One 2023 clip, which went viral on social media after the local ABC affiliate published a story about it in September, shows tenant Michele Watley holding a baseball bat and repeatedly telling Levin and his wife, attorney Dunniela Kaufman, to “back up.” The video ends abruptly with Levin claiming Watley “hit my fucking wife” and telling her to “get in your place.”

The incident prompted widespread sympathy for Levin as the outlet presented him as a beleaguered property owner unable to evict a tenant who he claims has denied entry for inspections and repairs and hasn’t paid rent since 2023.

“I never thought I’d be a poster child, nor do I want to be, for everything that’s wrong with rental laws in the District of Columbia,” Levin told WJLA.

For Watley, who is the sole remaining tenant in the building, the video unleashed a storm of online vitriol, harassment, and threats, with many openly advocating for violence against her and calling her a “squatter.”

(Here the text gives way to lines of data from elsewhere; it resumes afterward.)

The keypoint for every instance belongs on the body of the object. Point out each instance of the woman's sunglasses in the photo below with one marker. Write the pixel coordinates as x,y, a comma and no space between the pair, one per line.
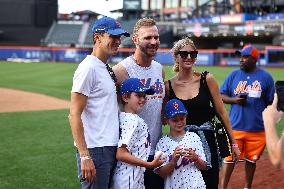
184,54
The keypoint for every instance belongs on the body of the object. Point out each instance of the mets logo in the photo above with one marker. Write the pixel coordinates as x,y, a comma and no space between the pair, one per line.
244,87
176,106
143,83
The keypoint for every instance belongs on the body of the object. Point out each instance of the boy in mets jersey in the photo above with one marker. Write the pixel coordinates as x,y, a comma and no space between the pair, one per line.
182,150
134,141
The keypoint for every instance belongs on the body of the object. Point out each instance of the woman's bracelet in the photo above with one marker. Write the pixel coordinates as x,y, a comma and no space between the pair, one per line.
83,158
235,145
196,159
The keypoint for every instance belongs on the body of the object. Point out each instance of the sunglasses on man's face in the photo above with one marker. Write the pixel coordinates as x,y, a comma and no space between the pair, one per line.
184,54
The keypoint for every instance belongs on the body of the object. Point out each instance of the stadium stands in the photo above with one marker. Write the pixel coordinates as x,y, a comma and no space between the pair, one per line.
64,33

Levin also testified before the D.C. Council in December about his plight as a landlord, rattling off several instances where Watley allegedly obstructed his efforts to inspect or repair issues in her unit, which he described as a “225-square-foot basement unit with no kitchen.” (Her unit does have a kitchen, court records show.) WJLA published a follow-up story with the headline: “Landlord losing money as tenant denies access in battle over Capitol Hill apartment.”